L’Encyclopédie de l’erreur biblique

mis en ligne le 1 décembre 2011
Le savoureux morceau ! Le juteux volume ! Le délectable ouvrage ! The Encyclopedia of Biblical Errancy (C. Dennis McKinsey, Prometheus Books) est exactement ce qu’elle affirme être : une encyclopédie (presque 600 pages) des erreurs de la Bible. Rappelons d’abord qu’au moins aux États-Unis, le mouvement soutenant que la Bible est un livre dénué de la moindre erreur, dans lequel tout est littéralement vrai, entraîne des millions de personnes.
Les églises de ce mouvement recrutent à tout va en Afrique et en Amérique du Sud, et on commence à les voir en France.
Mais venons-en à l’avalanche d’erreurs. La plus simple, la moins justifiable et donc la plus belle : dans 1 Chroniques 3, le verset 22 dit : « Fils de Schecania : Schemaeja. Fils de Schemaeja : Hattusch, Jigueal, Bariach, Nearia, et Schaphath, six. » Oui. Recomptez bien. Cinq noms.
Puis le mot « six ». Dieu serait-il né à Fukushima, serait-il un peu mutant, six doigts à chaque main ? Ou dyslexique, se prenant un peu les pieds (à six orteils) dans les mots compliqués, tels « cinq » et « six » ? Allez, ne soyons pas mesquins, passons de l’école élémentaire au collège : 2 Chroniques 4, verset 2, à propos d’un grand vase de bronze : « Il fit la mer de fonte. Elle avait dix coudées d’un bord à l’autre, une forme entièrement ronde, cinq coudées de hauteur, et une circonférence que mesurait un cordon de trente coudées. »
Ah ah, « une forme parfaitement ronde » cela s’appelle un cercle. « D’un bord à l’autre » pour un cercle, cela s’appelle un diamètre (ça va, Dieu, tu suis toujours, pas trop difficile ?).

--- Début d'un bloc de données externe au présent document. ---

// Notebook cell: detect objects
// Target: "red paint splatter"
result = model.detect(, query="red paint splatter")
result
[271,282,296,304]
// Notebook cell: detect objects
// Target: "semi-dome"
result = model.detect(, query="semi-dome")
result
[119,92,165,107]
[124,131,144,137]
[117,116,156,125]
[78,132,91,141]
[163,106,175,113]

Et la circonférence faisait trente coudées ? Dieu ne connaît pas pi ? Le fameux pi ? 3,141593. Un diamètre de dix coudées donne une circonférence de trente et une coudées et quelques. Pas trente. Même avant la découverte de pi, un cordon de trente coudées n’aurait pas mesuré toute la circonférence d’un cercle de dix coudées.

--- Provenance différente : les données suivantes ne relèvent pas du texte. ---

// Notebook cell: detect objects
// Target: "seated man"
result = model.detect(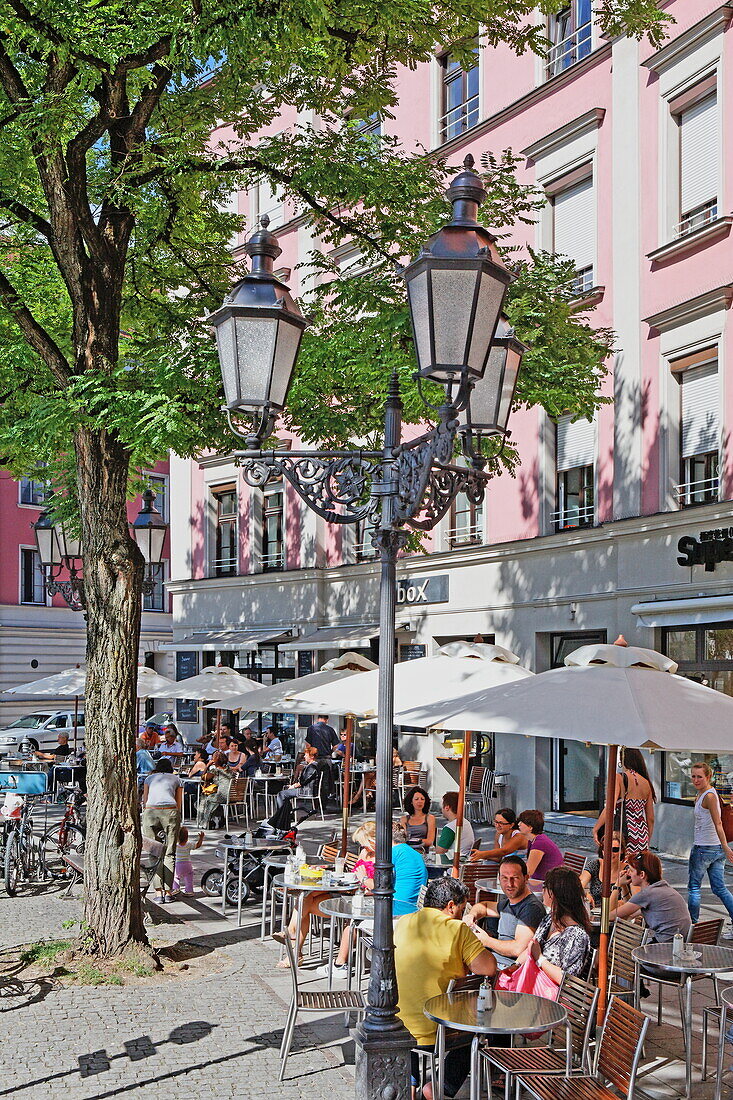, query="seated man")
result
[463,855,545,970]
[435,791,473,864]
[394,877,496,1100]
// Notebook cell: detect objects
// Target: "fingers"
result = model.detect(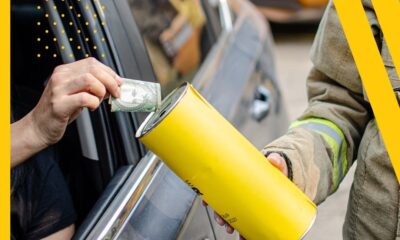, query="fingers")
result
[65,73,106,101]
[68,58,122,97]
[90,68,119,97]
[214,212,226,226]
[63,92,100,113]
[267,153,288,176]
[225,223,235,234]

Bon, admettons. Dieu n’aime pas les maths. Alors, un peu de sciences naturelles ? Matthieu 13, 31-32 : « Il leur proposa une autre parabole et dit : le royaume des cieux est semblable à un grain de moutarde qu’un homme a pris et semé dans son champ. C’est la plus petite de toutes les semences : mais quand elle a poussé, elle est plus grande que les plantes potagères et devient un arbre, de sorte que les oiseaux du ciel viennent habiter dans ses branches. » C’est bien connu. Chacun s’abrite de la pluie sous les branches majestueuses du moutardier. Les galions de Philippe II furent construits en bois de moutardier. Les meubles de Louis XV, si exquis, sont tous en bois de moutardier. Et tant les aigles que les vautours ne se réfugient que dans les branches de moutardier (Moutardus Gigantis Matthei, pour les férus de botanique). Que l’on trouve mille semences plus petites que le grain de moutarde ne prouve rien : les graines d’orchidée sont bien plus petites que les graines de moutarde, mais le grain de moutarde est petit par le cœur et par l’esprit. C’est l’intention qui compte.

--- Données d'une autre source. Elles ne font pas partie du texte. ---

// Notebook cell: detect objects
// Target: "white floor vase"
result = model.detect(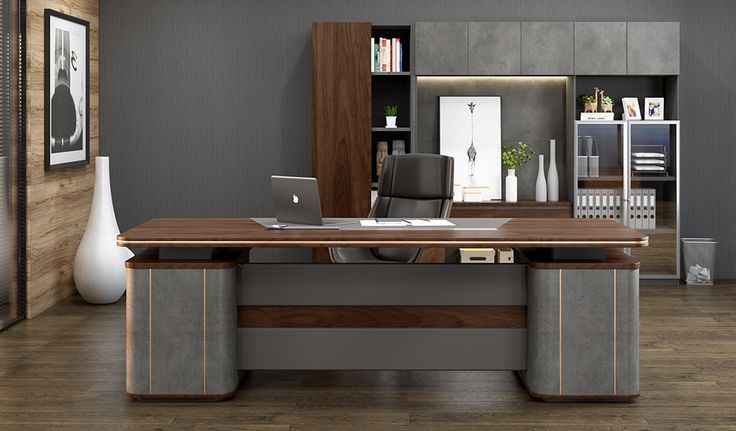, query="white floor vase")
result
[74,157,133,304]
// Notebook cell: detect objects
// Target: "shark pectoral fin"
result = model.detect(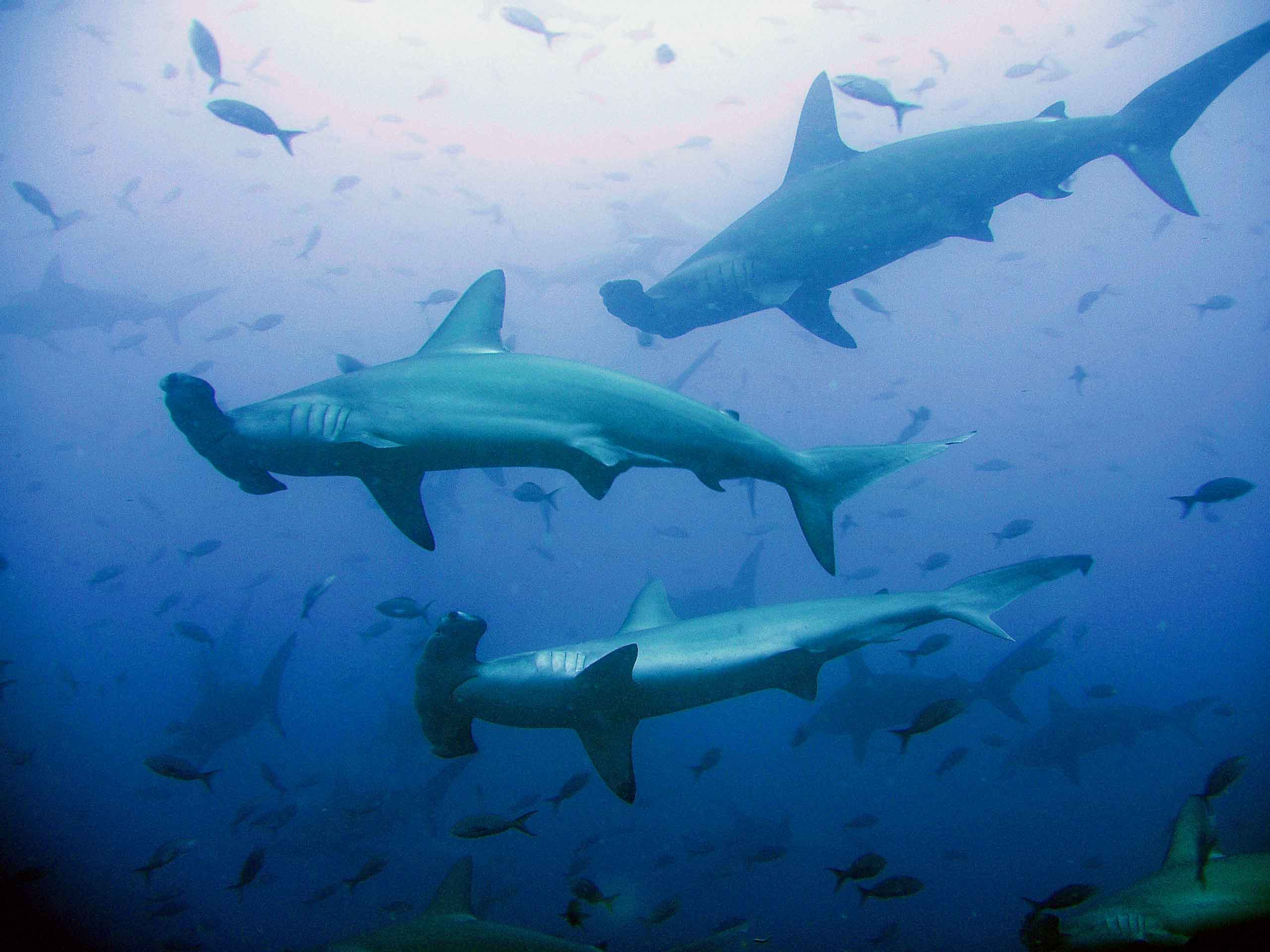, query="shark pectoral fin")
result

Passerons-nous à la zoologie ? Deutéronome 32, 11 : « Pareil à l’aigle qui éveille sa couvée, voltige sur ses petits, déploie ses ailes, les prend, les porte sur ses plumes. » En effet, dès qu’elles quittent le moutardier natal, les mamans aigles, dotées d’hélices hypersustentatrices, de compensateurs de poussée et de générateurs de postcombustion, prennent leurs petits sur leurs plumes et volent. Elles volent loin, loin, aussi loin qu’un grain de moutarde !
Encore un peu de zoologie. On connaît bien des remarques désobligeantes sur l’Arche de Noé, ses dimensions, la quantité de nourriture qu’elle aurait dû emporter, les difficultés qu’auraient eu les huit êtres humains présents à bord pour nettoyer les excréments de tous ces couples, la bizarrerie de la cohabitation du loup et de l’agneau, du python et du lapin, mais je n’avais pas encore lu cette intéressante interrogation : quel système de climatisation formidablement performant fut utilisé à bord, afin d’éviter que les ours polaires ne meurent de chaud, cependant qu’il fallait réchauffer toutes les créatures de la jungle, en haut du mont Ararat où la température est un peu fraîche ? Je transmets l’idée au service de marketing d’Honeywell, en signalant que mes honoraires sont de 10 % sur les ventes.